Think those investments, or a brutal, useless war, would make us safer?
Only 27 percent of people in this country say they support the war now – the lowest number ever. Just a year ago 37 percent supported the war, and the year before that support in some polls was at 46 percent – almost half. And only 8 percent now “strongly” support the war.
Certainly there’s an election connection to all this. Support for the war is dropping among Republicans too – to 37 percent backing the war, down from 58 percent just last year. That raises a lot of questions about whether Romney – or perhaps Republican congressional candidates, might decide to abandon the war, even if they loved it when George W. Bush launched it 11 years ago, and embrace the Republican majority who now oppose the war.
For President Obama, the challenge may be even greater. This is his war now, it has been since January 20, 2009. But support for the war in his party (a slightly embarrassingly low 30 percent last year) has dropped to a humiliating 19 percent today. Does he really think he can re-energize his base with the claim that “I’m ending the war” when the reality of his plan is so well known?

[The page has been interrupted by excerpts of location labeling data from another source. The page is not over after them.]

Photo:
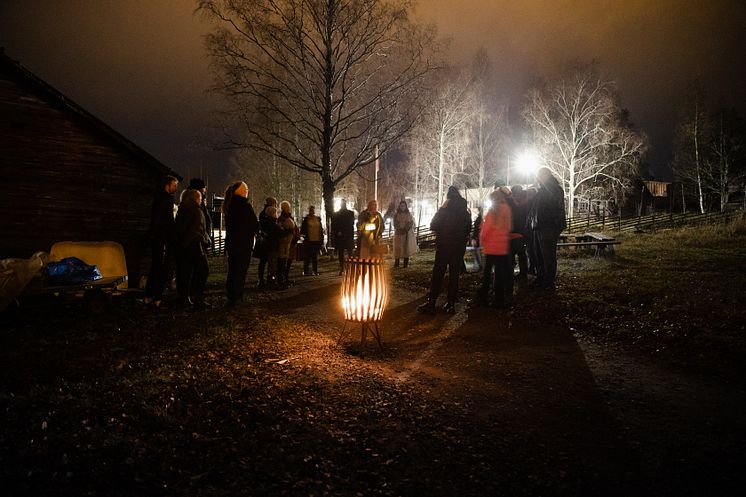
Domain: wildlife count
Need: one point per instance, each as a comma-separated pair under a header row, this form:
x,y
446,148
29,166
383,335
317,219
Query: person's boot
x,y
450,307
428,307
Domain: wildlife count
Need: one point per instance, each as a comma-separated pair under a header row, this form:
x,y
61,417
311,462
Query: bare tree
x,y
486,127
727,165
320,84
692,134
580,129
438,142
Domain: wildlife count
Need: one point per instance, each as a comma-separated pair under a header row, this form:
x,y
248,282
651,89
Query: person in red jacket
x,y
495,241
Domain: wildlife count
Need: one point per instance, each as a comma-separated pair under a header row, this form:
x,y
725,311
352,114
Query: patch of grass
x,y
676,293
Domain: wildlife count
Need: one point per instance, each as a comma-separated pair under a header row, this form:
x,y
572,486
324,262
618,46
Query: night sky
x,y
140,65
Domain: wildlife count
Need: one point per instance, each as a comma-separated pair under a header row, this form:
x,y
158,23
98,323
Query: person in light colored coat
x,y
405,239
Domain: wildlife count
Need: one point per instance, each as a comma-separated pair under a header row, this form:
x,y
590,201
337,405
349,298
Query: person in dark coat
x,y
547,220
517,202
313,238
287,242
369,231
241,226
162,237
343,229
451,225
191,240
530,252
475,233
266,225
201,187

His plan for two more years of full-scale war in Afghanistan, followed by at least ten years of continued occupation by thousands (16,000? 20,000?) of special forces and “training” troops? Too many people know that’s the reality of the agreement Obama signed with the U.S.-backed Afghan President Karzai last week. It’s not an end to the war, it’s simply changing the size and nature of the occupation.
Congresswoman Barbara Lee and the Progressive Caucus are leading an effort to gain support for HR 780, which would cut all funds to the Afghanistan war except money needed to safely withdraw all U.S. troops and contractors. It certainly reflects the vast majority of public opposition to the war – but it still faces a difficult battle. Many members of Congress are signing on, but far too many members are still afraid to use their Constitutional power of the purse to end this war. Too many – and they’re not afraid of what will happen in Afghanistan, or what will happen to the troops (how better to keep them safe than to pull them out?). They’re afraid of what their hometown headlines will say the next day.
We’ve largely won the battle for public opinion. The challenge now is to turn that transformation of public opinion into the transformation of policy. It’s very late – but we have no choice but to continue to try.
The great songwriter Phil Ochs, in his masterful Viet Nam-era “White Boots Marching in a Yellow Land” also had Afghanistan right. “We’re fighting in a war we lost before the war began.” The main unspinnable fact is that whichever of the myriad of reasons, rationales, excuses and justifications for this war of vengeance one chooses, it was lost long ago. The only solution now is to get out – now, not in 2014. And completely, not with thousands of troops continuing to occupy Afghanistan through 2014 and beyond. Get Out. Now.